Closer to home, Sound Transit’s board of directors last week heard staff proposals to delay many projects and scale back the expansion of Regional Express bus services from those promised in the Sound Transit plan approved by voters in 2008. Sound Transit buses serving commuters from the suburbs carried about 6.3 million passengers in the first six months of 2010 (more than last year, but below target). Community Transit in Snohomish County earlier this year axed Sunday service.
The big problem at Metro is not the scale of this year’s cuts. Fifty thousand hours are only a small harbinger of what’s predicted eventually to disappear, and these first cuts were directed to relatively low patronage services before more highly-used services will have to go on the block.
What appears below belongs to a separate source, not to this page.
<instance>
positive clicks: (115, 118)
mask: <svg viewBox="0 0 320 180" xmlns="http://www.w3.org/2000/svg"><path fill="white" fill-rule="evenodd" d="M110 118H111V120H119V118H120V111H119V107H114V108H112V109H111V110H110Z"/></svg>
The problem is the manner in which the cuts this year were made.
That cut methodology brings us to the baroque world of something called sub-area equity, a political cosmology virtually unique to King County transportation policy.
Sub-area equity is a credo-like framework that underlies much of the direction given to Metro Transit managers by the King County Council. The mantras of sub-area equity are easy to incant, difficult to define, elusive to justify, and wrapped in long-running debates of transit and county politics. The rules result in Metro often structuring services not for a unified system benefiting King County as a whole, but as if the county were three distinct fiefdoms: the South County sub-area, the Eastside sub-area and the West sub-area, which includes Seattle, Shoreline, and Lake Forest Park.
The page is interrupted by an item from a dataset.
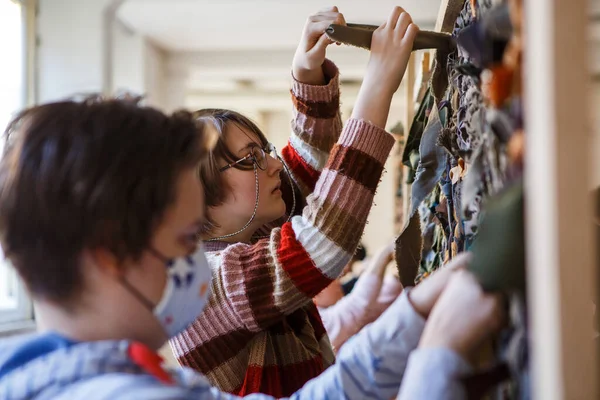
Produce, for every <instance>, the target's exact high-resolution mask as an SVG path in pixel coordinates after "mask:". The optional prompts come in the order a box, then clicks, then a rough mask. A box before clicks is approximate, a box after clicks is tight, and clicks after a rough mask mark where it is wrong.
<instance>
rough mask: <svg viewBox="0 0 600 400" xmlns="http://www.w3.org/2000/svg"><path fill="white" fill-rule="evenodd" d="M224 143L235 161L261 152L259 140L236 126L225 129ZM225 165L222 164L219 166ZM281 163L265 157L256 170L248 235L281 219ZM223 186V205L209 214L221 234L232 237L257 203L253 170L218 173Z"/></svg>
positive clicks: (225, 163)
mask: <svg viewBox="0 0 600 400" xmlns="http://www.w3.org/2000/svg"><path fill="white" fill-rule="evenodd" d="M224 142H225V144H226V146H227V148H228V149H229V150H230V151H231V152H232V153H233V154H234V155H235V156H236V157H237V158H238V159H241V158H243V157H245V156H247V155H248V154H249V153H250V152H251V151H252V150H253V149H257V148H262V147H263V144H261V141H260V139H259V138H258V137H257V136H256V135H255V134H253V133H251V132H247V131H244V130H243V129H241V128H240V127H238V126H237V125H236V124H228V125H227V134H226V135H225V138H224ZM221 163H222V165H220V166H221V167H222V166H225V165H226V162H225V161H222V162H221ZM282 169H283V165H282V163H281V161H279V160H278V159H276V158H273V157H271V156H270V155H269V154H268V153H266V168H265V170H264V171H263V170H261V169H260V168H256V172H257V174H258V193H259V195H258V209H257V210H256V217H255V219H254V221H253V223H252V225H251V226H249V227H248V230H249V231H250V232H249V233H253V232H254V231H255V230H256V229H258V228H259V227H261V226H262V225H264V224H266V223H269V222H272V221H274V220H276V219H278V218H281V217H282V216H283V215H284V214H285V202H284V201H283V198H282V197H281V194H282V193H281V190H280V186H281V171H282ZM221 174H222V176H221V178H222V179H223V180H224V182H225V185H224V186H225V187H226V190H227V191H228V192H227V193H226V195H225V201H224V202H223V204H221V205H219V206H216V207H211V208H210V210H209V214H210V217H211V219H212V220H213V221H214V222H215V223H216V225H218V226H221V227H222V230H223V232H224V233H225V234H226V233H233V232H236V231H237V230H239V229H240V228H242V227H243V226H244V225H245V224H246V223H247V222H248V221H249V220H250V218H251V217H252V213H253V212H254V207H255V203H256V190H257V189H256V177H255V174H254V170H247V171H245V170H239V169H236V168H228V169H226V170H225V171H223V172H221Z"/></svg>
In the County Council’s sub-area equity rulebook, any budget-related service contraction at Metro must be pro-rated in each of the sub-areas to the precise proportion of the trolley/bus running hours operated in each area.
The West, or Seattle, sub-area has the largest share of service hours (62 percent). Understandably, given Seattle’s density of residents and jobs, the West’s level of rider use is the highest of the three areas. Its routes therefore encompass a larger share of the riders than of the service hours.
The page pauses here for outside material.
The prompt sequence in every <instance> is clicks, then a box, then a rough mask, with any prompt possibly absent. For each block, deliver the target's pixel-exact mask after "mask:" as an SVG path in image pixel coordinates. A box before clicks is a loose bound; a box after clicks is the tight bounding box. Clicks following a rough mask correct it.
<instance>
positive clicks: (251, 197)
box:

Patron use in the West is markedly higher, in particular, than on the Eastside, which has the least transit-supportive land use, despite important growing transit markets oriented to downtown Bellevue, Redmond, and Kirkland — as well as commuter services to many areas of Seattle. The East has 17 percent of the service hours but less than 10 percent of the riders. The balance of the service hours (21 percent) are in South County; it falls midway between West and East in the intensity with which its services are actually patronized.
With its latest cuts, Metro managers followed the pro rata formula and therefore cut 31,000 service hours on 50 West sub-area routes; 10,500 hours on 34 South sub-area routes; and 8,500 hours on just 18 routes in the East sub-area.
Because patronage in the sub-areas is not distributed the same way as the service hours, whacking routes in the West did proportionally higher damage to West riders than to others.
Indeed, some routes that were untouched by the cuts and will still operate in the East, and to a lesser extent also in the South, have lower ridership than terminated routes in the West.
According to Metro statistics, three-quarters of the riders who suffered moderate or greater impacts to the convenience of their transit use from the 2010 cuts were in the West, including Seattle. The Eastside cuts were to routes so lightly used that, of all the riders with significant loss to their transit convenience, only 5 percent were Eastside riders.
Rules of the game that generate such outcomes aren’t very attractive now, when we should be stretching the value of the taxpayers’ dollars. (Over 70 percent of Metro’s operating costs are drawn from sales-tax revenues.) Indeed, by preserving bus routes with lower ridership over those that are more fully used, Metro is heading toward an even greater per-rider cost.